Perhaps you recall a previous post in which I announced the designated days at least in California for odd driving behavior. In that post I referred specifically to the multiple Stupid Driver Days. I thought that was the only true designated day until a recent commute redefined the whole situation for me.
But first some background. One way, my commute each day is about thirty-five miles and about forty minutes. Naturally, I have a round trip commute but you get the picture. On the aforementioned recent commute, the first leg of the round trip took well over an hour because each vehicle behind which I quite literally found myself first off drove no more than thirty miles an hour and second off carried/contained/beheld an astonishing and inexplicable cargo.
I, for example, found myself in back of an old pick up truck loaded with rusty hand lawn mowers. Secured with what appeared to be twine, the load threatened to mow down anyone in its wake. I passed that precarious pile of scrap metal to find myself in back of a cargo van whose back doors had opened and were swinging open and shut.

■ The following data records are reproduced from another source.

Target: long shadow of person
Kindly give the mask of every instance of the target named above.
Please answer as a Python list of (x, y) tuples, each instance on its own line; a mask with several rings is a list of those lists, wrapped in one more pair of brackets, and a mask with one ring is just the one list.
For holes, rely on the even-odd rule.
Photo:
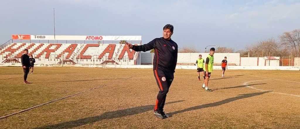
[(214, 91), (216, 90), (223, 90), (224, 89), (231, 89), (232, 88), (239, 88), (240, 87), (245, 87), (246, 86), (251, 86), (254, 85), (263, 85), (267, 84), (266, 83), (259, 83), (259, 84), (248, 84), (248, 85), (241, 85), (239, 86), (233, 86), (232, 87), (224, 87), (223, 88), (216, 88), (215, 89), (212, 89), (212, 91)]
[(212, 107), (213, 106), (220, 106), (222, 104), (224, 104), (226, 103), (228, 103), (239, 99), (243, 99), (245, 98), (252, 97), (257, 95), (259, 95), (268, 92), (272, 92), (272, 91), (268, 91), (262, 92), (254, 93), (250, 94), (240, 94), (238, 95), (238, 96), (236, 96), (236, 97), (228, 98), (228, 99), (226, 99), (223, 100), (222, 100), (220, 101), (217, 102), (215, 102), (214, 103), (206, 104), (203, 104), (203, 105), (199, 105), (196, 106), (191, 107), (189, 108), (187, 108), (186, 109), (184, 109), (183, 110), (176, 111), (170, 113), (169, 114), (170, 115), (170, 116), (172, 116), (177, 114), (180, 113), (182, 113), (186, 112), (188, 112), (188, 111), (192, 111), (195, 110), (198, 110), (198, 109), (206, 108), (207, 107)]
[[(184, 101), (181, 100), (166, 103), (170, 104)], [(102, 120), (113, 119), (124, 116), (133, 115), (153, 110), (154, 105), (150, 105), (128, 108), (123, 110), (107, 112), (100, 115), (86, 117), (76, 120), (64, 122), (58, 124), (39, 127), (34, 129), (66, 129), (80, 126), (87, 124), (92, 123)]]

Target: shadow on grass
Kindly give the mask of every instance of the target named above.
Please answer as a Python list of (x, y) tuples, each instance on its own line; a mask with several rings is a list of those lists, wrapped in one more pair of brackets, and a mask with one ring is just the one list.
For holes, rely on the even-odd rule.
[(15, 79), (16, 78), (23, 78), (23, 77), (14, 77), (13, 78), (3, 78), (3, 79), (0, 79), (0, 80), (6, 80), (7, 79)]
[(210, 79), (209, 80), (219, 80), (220, 79), (227, 79), (228, 78), (237, 78), (238, 77), (222, 77), (222, 78), (215, 78), (214, 79)]
[[(167, 103), (170, 104), (179, 103), (184, 101), (181, 100)], [(133, 115), (144, 112), (153, 110), (154, 105), (150, 105), (128, 108), (123, 110), (118, 110), (105, 112), (101, 115), (96, 116), (87, 117), (68, 122), (64, 122), (56, 124), (52, 124), (39, 127), (34, 129), (66, 129), (80, 126), (87, 124), (92, 123), (102, 120), (113, 119), (129, 116)]]
[(172, 115), (174, 115), (180, 113), (184, 112), (186, 112), (193, 111), (195, 110), (198, 110), (199, 109), (206, 108), (207, 107), (218, 106), (220, 106), (222, 104), (225, 104), (230, 103), (232, 101), (238, 100), (239, 99), (243, 99), (245, 98), (247, 98), (252, 97), (253, 96), (255, 96), (257, 95), (259, 95), (268, 92), (272, 92), (272, 91), (268, 91), (263, 92), (262, 92), (254, 93), (250, 94), (239, 94), (238, 95), (238, 96), (236, 96), (236, 97), (229, 98), (226, 99), (224, 99), (220, 101), (217, 102), (215, 102), (214, 103), (206, 104), (203, 104), (203, 105), (199, 105), (196, 106), (193, 106), (193, 107), (191, 107), (189, 108), (187, 108), (186, 109), (184, 109), (183, 110), (176, 111), (176, 112), (173, 112), (170, 113), (169, 114), (171, 116), (172, 116)]
[(99, 79), (92, 79), (90, 80), (74, 80), (72, 81), (57, 81), (56, 82), (37, 82), (30, 83), (30, 84), (33, 83), (52, 83), (52, 82), (83, 82), (85, 81), (95, 81), (96, 80), (112, 80), (114, 79), (125, 79), (124, 78), (104, 78)]
[(239, 88), (240, 87), (245, 87), (246, 86), (251, 86), (253, 85), (263, 85), (265, 84), (267, 84), (266, 83), (259, 83), (259, 84), (249, 84), (249, 85), (241, 85), (239, 86), (233, 86), (232, 87), (224, 87), (223, 88), (216, 88), (215, 89), (212, 89), (212, 91), (215, 91), (216, 90), (223, 90), (224, 89), (231, 89), (232, 88)]
[(251, 74), (243, 74), (243, 75), (238, 75), (235, 76), (228, 76), (227, 77), (232, 77), (233, 76), (247, 76), (247, 75), (251, 75)]

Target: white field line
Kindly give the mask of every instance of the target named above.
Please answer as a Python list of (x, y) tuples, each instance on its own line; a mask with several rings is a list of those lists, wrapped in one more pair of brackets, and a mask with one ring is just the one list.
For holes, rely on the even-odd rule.
[[(250, 82), (257, 82), (257, 81), (267, 81), (267, 80), (273, 80), (273, 79), (268, 79), (268, 80), (256, 80), (255, 81), (249, 81), (246, 82), (245, 83), (244, 83), (243, 85), (249, 85), (249, 84), (248, 84), (248, 83), (250, 83)], [(263, 92), (266, 92), (266, 91), (266, 91), (266, 90), (262, 90), (262, 89), (258, 89), (257, 88), (254, 88), (254, 87), (251, 87), (251, 86), (247, 86), (247, 87), (249, 87), (249, 88), (252, 88), (253, 89), (256, 89), (256, 90), (260, 91), (263, 91)], [(296, 95), (296, 94), (286, 94), (286, 93), (282, 93), (278, 92), (272, 92), (272, 93), (274, 93), (278, 94), (283, 94), (283, 95), (290, 95), (290, 96), (295, 96), (295, 97), (300, 97), (300, 95)]]
[(286, 81), (287, 82), (293, 82), (298, 83), (300, 83), (300, 82), (295, 82), (295, 81), (290, 81), (289, 80), (281, 80), (281, 79), (274, 79), (274, 78), (270, 78), (270, 77), (262, 77), (262, 76), (257, 76), (253, 75), (249, 75), (249, 76), (256, 76), (256, 77), (261, 77), (262, 78), (267, 78), (268, 79), (272, 79), (272, 80), (280, 80), (280, 81)]

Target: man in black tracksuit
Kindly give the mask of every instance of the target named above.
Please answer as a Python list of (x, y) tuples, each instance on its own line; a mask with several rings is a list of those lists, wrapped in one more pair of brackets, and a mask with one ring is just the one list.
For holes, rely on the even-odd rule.
[(28, 50), (25, 49), (24, 50), (25, 53), (21, 57), (21, 62), (22, 63), (22, 67), (24, 71), (24, 84), (29, 84), (30, 83), (27, 82), (27, 76), (29, 73), (29, 69), (30, 68), (30, 64), (29, 61), (29, 56), (28, 56)]
[(159, 118), (169, 117), (164, 112), (164, 106), (167, 93), (174, 78), (177, 63), (178, 46), (171, 39), (174, 27), (170, 24), (163, 28), (163, 37), (156, 38), (148, 44), (140, 46), (127, 44), (130, 48), (137, 52), (146, 52), (154, 49), (153, 69), (154, 76), (159, 88), (154, 107), (154, 114)]
[(30, 63), (30, 67), (32, 69), (31, 70), (31, 74), (32, 74), (33, 72), (33, 67), (34, 66), (34, 63), (35, 63), (35, 59), (33, 58), (32, 55), (30, 55), (30, 57), (29, 58), (29, 61)]

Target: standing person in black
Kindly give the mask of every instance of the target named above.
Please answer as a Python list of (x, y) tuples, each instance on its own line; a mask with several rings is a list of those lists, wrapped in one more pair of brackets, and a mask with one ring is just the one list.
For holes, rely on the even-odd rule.
[(29, 61), (29, 56), (28, 54), (28, 50), (24, 50), (25, 53), (21, 57), (21, 62), (22, 63), (22, 67), (23, 70), (24, 71), (24, 84), (29, 84), (30, 83), (27, 82), (27, 76), (29, 73), (29, 70), (30, 68), (30, 63)]
[(32, 74), (32, 72), (33, 72), (33, 67), (34, 65), (34, 63), (35, 63), (35, 59), (33, 58), (33, 56), (32, 56), (32, 55), (30, 55), (30, 58), (29, 58), (29, 61), (30, 64), (30, 67), (32, 68), (32, 70), (31, 70), (31, 74)]
[(163, 29), (163, 37), (156, 38), (148, 44), (134, 46), (127, 43), (127, 46), (137, 52), (146, 52), (154, 49), (153, 69), (159, 91), (154, 107), (154, 114), (161, 119), (169, 117), (164, 112), (164, 106), (169, 88), (174, 78), (177, 63), (178, 46), (171, 39), (174, 27), (170, 24)]

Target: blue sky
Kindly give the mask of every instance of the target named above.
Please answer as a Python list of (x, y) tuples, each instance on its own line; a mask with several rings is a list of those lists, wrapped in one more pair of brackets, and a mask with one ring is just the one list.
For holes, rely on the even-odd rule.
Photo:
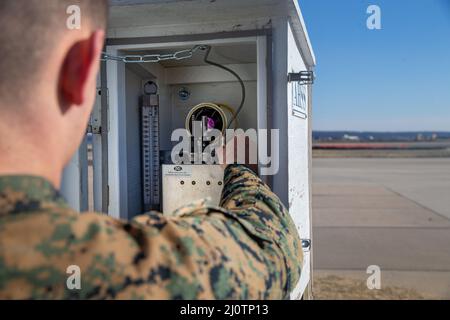
[[(369, 5), (381, 30), (369, 30)], [(450, 0), (300, 0), (314, 130), (450, 131)]]

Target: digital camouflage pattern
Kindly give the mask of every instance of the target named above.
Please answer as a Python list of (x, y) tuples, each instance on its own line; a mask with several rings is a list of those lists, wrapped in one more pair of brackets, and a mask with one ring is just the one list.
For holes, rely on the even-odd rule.
[[(131, 222), (77, 214), (44, 179), (0, 177), (1, 299), (284, 299), (302, 249), (288, 211), (243, 166), (221, 207), (196, 203)], [(81, 270), (69, 290), (67, 267)]]

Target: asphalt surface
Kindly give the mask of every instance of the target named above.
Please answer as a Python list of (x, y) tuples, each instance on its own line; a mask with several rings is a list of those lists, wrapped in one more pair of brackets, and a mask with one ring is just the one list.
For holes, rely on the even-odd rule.
[(315, 277), (450, 299), (449, 158), (314, 159), (313, 227)]

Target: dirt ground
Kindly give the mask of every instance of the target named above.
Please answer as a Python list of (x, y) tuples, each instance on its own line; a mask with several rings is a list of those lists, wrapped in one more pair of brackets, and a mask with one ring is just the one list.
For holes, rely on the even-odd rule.
[(334, 275), (315, 277), (313, 287), (316, 300), (423, 300), (433, 299), (415, 290), (382, 287), (369, 290), (364, 281)]

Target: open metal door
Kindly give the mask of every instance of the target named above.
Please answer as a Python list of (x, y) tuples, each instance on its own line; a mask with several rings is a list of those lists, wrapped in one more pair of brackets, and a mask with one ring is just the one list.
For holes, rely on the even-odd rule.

The cargo hold appeared to be empty but the swinging doors didn't promise pleasant outcomes. Down the road a flat bed truck escorted by a pick up truck transported a mobile home. The walls, floor, and ceiling of the home had ruptured and pink insulation dragged on the asphalt, blew in the wind, and cotton candied the freeway lanes.
This cavalcade of crazy cargo continued all thirty plus miles of my commute: Tree trimming trucks leaked leaves. An old Buick dragged its muffler behind as sparks threatened to send Southern California into yet another flamed, smoke filled fire storm. Rocking chairs swayed on flat beds. Tangled bicycle tires hung from the sides of wooden truck racks. An Andy Gump portable, industrial toilet transporting truck on its way to the Fairplex stopped suddenly and the plastic toilets slammed into the truck's cab.
Not even the normal and predictable city streets saved me. A cement mixing truck stalled at the intersection and I sat mesmerized by liquid concrete oozing from the spout. I wondered if I would be cemented onto Garey late forever to work.
Unbelievably and thankfully I did not wind up behind an ambulance nor did I find myself in a funeral procession.
That commute did end and I did park and I did walk uncertain steps into my office. My work day began and ended without unusual incident although normal incidents where I work are generally unusual incidents for others.
Even though I feared the drive home, the only unusual vehicle on the road appeared to be my own.
That's life in the fast lane, I suppose.